Português: 29/04/12

domingo, 29 de abril de 2012

Episódio das Corridas de Cavalos

     Este é outro episódio que se insere na crónica de costumes.

1. Objetivos
  • Novo contacto de Carlos com a sociedade de Lisboa, incluindo o próprio rei.
  • Visão panorâmica da sociedade lisboeta (masculina e feminina) sob o olhar crítico de Carlos.
  • Tentativa frustrada de igualar Lisboa às capitais europeias, sobretudo Paris.
  • Criticar o cosmopolitismo postiço da sociedade;
  • Possibilidade de Carlos encontrar novamente a mulher que viu à entrada do Hotel Central.

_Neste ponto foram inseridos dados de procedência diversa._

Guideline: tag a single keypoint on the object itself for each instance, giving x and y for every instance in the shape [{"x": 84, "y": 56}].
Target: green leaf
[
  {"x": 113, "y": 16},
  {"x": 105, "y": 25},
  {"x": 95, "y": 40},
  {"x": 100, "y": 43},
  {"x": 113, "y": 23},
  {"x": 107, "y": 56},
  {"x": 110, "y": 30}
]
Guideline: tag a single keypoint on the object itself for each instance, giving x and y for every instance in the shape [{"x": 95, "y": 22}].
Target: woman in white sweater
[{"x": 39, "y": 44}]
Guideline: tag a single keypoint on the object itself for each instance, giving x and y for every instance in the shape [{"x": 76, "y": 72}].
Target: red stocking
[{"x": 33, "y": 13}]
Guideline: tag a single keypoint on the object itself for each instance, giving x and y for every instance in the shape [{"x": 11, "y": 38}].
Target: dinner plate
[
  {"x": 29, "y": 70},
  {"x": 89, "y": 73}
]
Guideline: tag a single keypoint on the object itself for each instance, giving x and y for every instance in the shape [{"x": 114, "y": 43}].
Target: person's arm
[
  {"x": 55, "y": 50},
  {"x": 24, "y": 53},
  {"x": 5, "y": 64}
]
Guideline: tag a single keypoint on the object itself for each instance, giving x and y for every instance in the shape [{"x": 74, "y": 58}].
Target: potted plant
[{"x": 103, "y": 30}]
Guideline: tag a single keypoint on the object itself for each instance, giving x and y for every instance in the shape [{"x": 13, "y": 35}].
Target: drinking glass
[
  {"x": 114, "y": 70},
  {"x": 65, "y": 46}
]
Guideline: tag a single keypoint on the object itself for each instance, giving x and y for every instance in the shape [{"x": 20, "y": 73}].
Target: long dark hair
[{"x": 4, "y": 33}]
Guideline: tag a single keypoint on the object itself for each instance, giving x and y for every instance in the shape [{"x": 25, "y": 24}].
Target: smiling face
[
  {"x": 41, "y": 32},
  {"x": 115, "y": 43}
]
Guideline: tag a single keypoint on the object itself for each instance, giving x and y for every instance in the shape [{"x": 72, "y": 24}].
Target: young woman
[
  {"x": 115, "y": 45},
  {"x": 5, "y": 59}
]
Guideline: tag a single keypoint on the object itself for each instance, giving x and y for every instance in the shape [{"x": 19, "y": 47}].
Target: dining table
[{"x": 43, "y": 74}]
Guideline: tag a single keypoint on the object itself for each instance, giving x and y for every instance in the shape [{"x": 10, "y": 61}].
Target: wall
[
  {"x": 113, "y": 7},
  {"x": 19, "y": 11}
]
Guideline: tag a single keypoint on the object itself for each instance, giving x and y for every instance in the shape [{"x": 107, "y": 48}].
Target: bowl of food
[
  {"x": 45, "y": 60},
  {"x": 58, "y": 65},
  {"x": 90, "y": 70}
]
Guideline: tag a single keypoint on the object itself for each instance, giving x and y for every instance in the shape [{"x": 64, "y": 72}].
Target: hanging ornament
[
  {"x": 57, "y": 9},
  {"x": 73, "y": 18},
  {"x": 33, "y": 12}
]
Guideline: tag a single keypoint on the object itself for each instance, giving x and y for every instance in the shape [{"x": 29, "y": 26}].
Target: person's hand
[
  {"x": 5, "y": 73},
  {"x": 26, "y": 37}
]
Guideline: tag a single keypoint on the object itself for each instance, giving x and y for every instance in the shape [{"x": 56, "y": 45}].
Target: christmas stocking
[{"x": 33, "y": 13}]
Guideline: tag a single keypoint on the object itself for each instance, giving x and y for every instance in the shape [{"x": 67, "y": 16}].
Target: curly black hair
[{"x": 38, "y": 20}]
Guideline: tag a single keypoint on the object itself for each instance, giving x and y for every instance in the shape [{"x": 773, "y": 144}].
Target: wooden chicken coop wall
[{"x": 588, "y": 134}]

2. Caracterização do ambiente geral

     2.1. Largo de Belém:
  • tosca guarita de madeira, armada de véspera -> improvisação;
  • monotonia;
  • tristeza e silêncio;
  • pasmaceira (o trabalhador com o filho ao colo e a mulher);
  • desinteresse (o garoto apregoando o programa das corridas que ninguém compra, a mulher da água fresca sentando-se na sombra a catar o filho);
  • o trintanário que fora comprar o bilhete de Craft demora-se em discussão com o bilheteiro, que não tem troco de uma libra; Craft apeia-se para ir resolver o problema e é insultado;
  • as pessoas em trajes domingueiros;
  • traços realistas: a descrição do calor, do colorido, dos sons e dos costumes de uma cidade estagnada. 
  • falta de motivação e entusiasmo pelo fenómeno desportivo em causa;
  • provincianismo.

     2.2. Entrada do hipódromo:
  • «... abertura escalavrada num muro de quintarola...»;
  • primeira desordem / discussão:
  • motivo: um sujeito queria entrar sem pagar a carruagem, porque o sr. Savedra lho tinha prometido;
  • o engarrafamento de dog-carts e caleches de praça;
  • os insultos dos ocupantes;
  • a intervenção deselegante da polícia;
  • o grande rebuliço e a poeirada;
. falta de organização
. pelintrice
. falta de educação
. provincianismo


     2.3. Descrição do hipódromo:
  • situado numa colina, sob a aragem vinda do rio, provoca uma sensação de frescura e paz;
  • a gente apinhada;
  • as precárias condições das tribunas e do espaço envolvente:
  • a tribuna real forrada de uma baetão vermelho de mesa de repartição;
  • as tribunas públicas com o feitio de traves mal pregadas - o hipódromo parecia um palanque de arraial - mal pintadas e com fendas;
  • o recinto da tribuna fechado por um tapume de madeira; 
  • as pessoas não sabem ocupar os seus lugares: «... havia uma fila de senhoras quase todas de escuro encostadas ao rebordo, outras espalhadas pelos primeiros degraus; e o resto das bancadas permanecia deserto e desconsolado...»;
. a improvisação
. o remendo apressado
. a iniciativa sem base sólida
. os retoques sem gosto


     2.4. Durante as corridas:
  • fuma-se e fala-se baixo -> falta de à-vontade;
  • as pessoas pasmam -> pasmaceira;
  • dois brasileiros queixam-se do preço dos bilhetes e consideram as corridas uma «sensaboria de rachar»;
  • a chegada do rei é saudada com o «Hino da Carta».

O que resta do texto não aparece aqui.